Mensa dei poveri, la difesa di Gorrasi attacca: «Nessuna prova. Va assolto»

Carmine Gorrasi e Lara Comi

GALLARATE – Ultima udienza oggi, giovedì 16 ottobre, a Milano prima della sentenza prevista per il prossimo 5 dicembre per l’Appello del processo Mensa dei Poveri. La vicenda è notissima, nel maggio 2019 furono arrestati i vertici di Forza Italia in provincia di Varese, uno su tutti il mullah Nino Caianiello che pur senza incarichi ufficiali, perchè in seguito a una pregressa condanna definitiva non poteva averne, gestiva comunque i tavoli della politica «perchè – parole sue -me lo chiedevano». L’indagine scoperchiò una serie di corruttele e di incarichi pilotati a cavallo tra le province di Varese e Milano.

La difesa di Gorrasi

Tra gli indagati finì anche Carmine Gorrasi, ex segretario provinciale di Forza Italia a Varese per 48 ore e ex consigliere comunale a Busto Arsizio, già assolto in primo grado dall’accusa di aver illecitamente fatto avere contributi in denaro all’ex consigliere regionale Angelo Palumbo (assolto con formula piena) attraverso la società calcistica Busto 81. Gorrasi è invece stato condannato a due anni per il presunto coinvolgimento in una retrocessione illecita di denaro – che per altro non è mai avvenuta proprio nei confronti di Caianiello.
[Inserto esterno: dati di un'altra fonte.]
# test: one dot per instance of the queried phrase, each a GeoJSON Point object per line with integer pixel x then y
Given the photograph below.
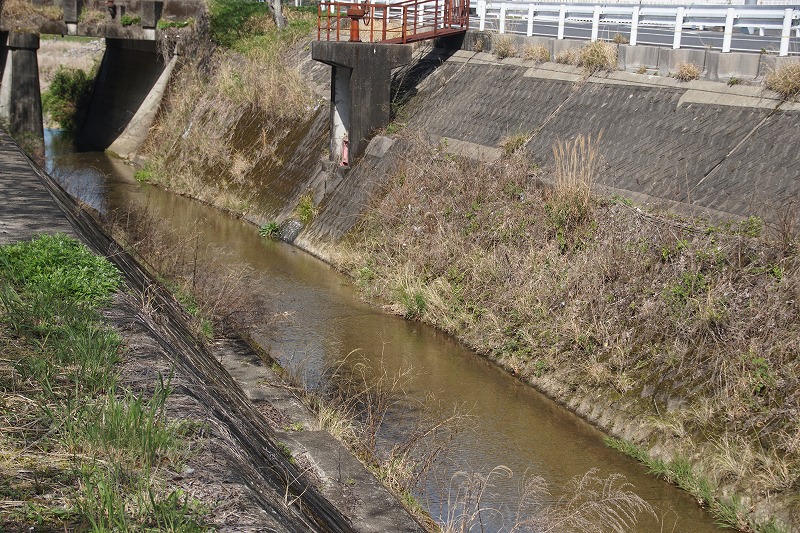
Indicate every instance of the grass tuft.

In Cassazione per un disciplinare

E l’avvocato Roberto Craveia oggi è stato quasi “muscolare” nell’estendere in sede di discussione molti degli argomenti già portati in sede di ricorso in Appello. Punto primo: le intercettazioni in capo a Lara Comi e non solo, già oggetto di appassionata discussione da parte della difesa dell’ex europarlamentare, sono inammissibili. Craveia ha citato la Cassazione e, carte alla mano, ha chiesto, visto che in primo grado quelle stesse intercettazioni sono state utilizzate sia dalla procura che dal Tribunale, la trasmissione degli atti alla Cassazione per la valutazione di un’azione disciplinare «che Lara Comi fosse deputata – ha detto l’avvocato – lo sapevano tutti prima, durante e dopo le intercettazioni in questione».

Chi mente?

Sul fronte retrocessione in favore di Nino Caianiello, attraverso la presunta truffa ai danni della Comunità Europea con un accordo che avrebbe coinvolto Comi, Gorrasi e un suo collaboratore, Craveia ha messo in fila una serie di fatti: Gorrasi, Comi e il collaboratore dicono la stessa cosa. Lo stesso dice il mullah in aula.  Non fu retrocessione a Caianiello ma un finanziamento ad un partito da parte del collaboratore in questione. Due testi confermano la sovvenzione a Forza Italia. Contro di loro c’è solo la testimonianza di Laura Bordonaro, ex presidente del cda Accam, coinvolta nell’inchiesta che ha patteggiato a due anni, e che ha riferito di aver sentito del “piano” per saldare i servizi del bisognoso Caianiello. Secondo Craveia la posizione di Bordonaro è identica a quella di Caianiello: indagati, patteggiano entrambi. Perché si crede a lei e non a lui? Perché si crede a lei sola e non ai tre imputati? Perché si crede a lei e non ai due testi non coinvolti nell’indagine? «O si indagano loro per falsa testimonianza, oppure si indaga lei per lo stesso reato», ha concluso Craveia.

La tenuità del fatto

Ultimo punto: Gorrasi ha risarcito per ben 1.800 euro la Comunità Europea che non si è costituita parte civile contro di lui. «La cifra – ha osservato l’avvocato Craveia – invoca la tenuità del fatto».